The DRA829 device is considered for an application that requires 3 separate and independent 1Gbit/s Ethernet interfaces and Linux will run on the processor (Cortex A72).

One requirement is that Linux shall be running on the system and the 3 network interfaces must be visible as separate network cards and the application level
will do some routing and filtering of the traffic. Emphasis will be on the possibility to using the wireguard protocol and archiving close to 1Gbit/s (slightly less due to overhead from the wireguard).

https://www.wireguard.com/

According to the datasheet it says it has an 8-port ethernet Switch.

Q1. Will it be possible to have independent access to each port from the processor so it looks like an ethernet card from the viewpoint of Linux? Or will it only be possible to operate as a "standalone" switch without interaction with the processor/Linux?

Q2. Will this processor be powerful enough to do this kind of wireguard processing at full 1Gbit/s between the interfaces?

Best regards

Joakim

  • Hi,

    I am not very clear of the CPU requirements for wireguard.
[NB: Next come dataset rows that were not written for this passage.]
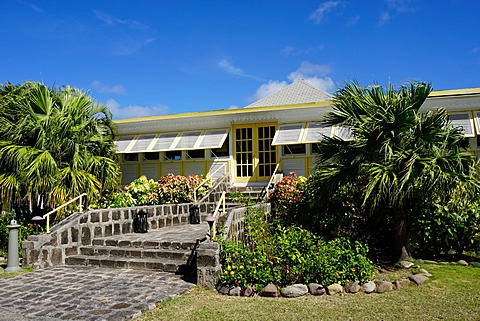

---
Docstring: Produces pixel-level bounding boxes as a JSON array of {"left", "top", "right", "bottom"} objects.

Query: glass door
[{"left": 234, "top": 124, "right": 277, "bottom": 182}]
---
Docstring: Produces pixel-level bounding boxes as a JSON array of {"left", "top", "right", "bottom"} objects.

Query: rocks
[
  {"left": 327, "top": 283, "right": 343, "bottom": 295},
  {"left": 410, "top": 274, "right": 428, "bottom": 286},
  {"left": 374, "top": 280, "right": 393, "bottom": 293},
  {"left": 280, "top": 284, "right": 308, "bottom": 298},
  {"left": 400, "top": 261, "right": 413, "bottom": 269},
  {"left": 393, "top": 279, "right": 410, "bottom": 290},
  {"left": 363, "top": 281, "right": 377, "bottom": 294},
  {"left": 228, "top": 286, "right": 242, "bottom": 296},
  {"left": 308, "top": 283, "right": 327, "bottom": 295},
  {"left": 345, "top": 281, "right": 360, "bottom": 293},
  {"left": 243, "top": 285, "right": 255, "bottom": 296},
  {"left": 258, "top": 283, "right": 279, "bottom": 298}
]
I couldn't get it from the wireguard website you mentioned as well. It would be great if you could share the CPU requirements for running wireguard. 

    Q1. Will it be possible to have independent access to each port from the processor so it looks like an ethernet card from the viewpoint of Linux? Or will it only be possible to operate as a "standalone" switch without interaction with the processor/Linux?

    The independent access to each port is a default feature while you are running the native linux driver to control the ethernet on DRA829. So in case of DRA829, you can have a maximum of 8 interfaces available at linux networking level with each acting as separate network card.

    Regards,
    Tanmay

  • Hi Tanmay,

    Thanks for your response. It is good we can get 8 separate and independent interfaces, that was the first hard requirement.

    Regarding the performance of Wireguard I don't know the requirements directly as I work with hardware design and not with the software parts. I think the best way to answer that questions is to actually run the application in a real environment.

    I find some evaluation boards with the DRA829

    J721EXSOMXEVM Evaluation board | TI.com

    It would be interesting to run one board connected to two fast PC:s or maybe two boards together and run some benchmark like

    WireGuard + Linux Networking Stack Stress Test Benchmark - OpenBenchmarking.org

    Performance - WireGuard

    Speed Test | WireGuard.How

    Measures both the network throughput and CPU utilization to answer questions like what is the  measured network throughput, is the CPU core working for 100% or is it plenty of power left for other use?

    Is it possible some application engineers from TI can do this and present for us? I think it should be of general interest as the CPU is advertised for network applications.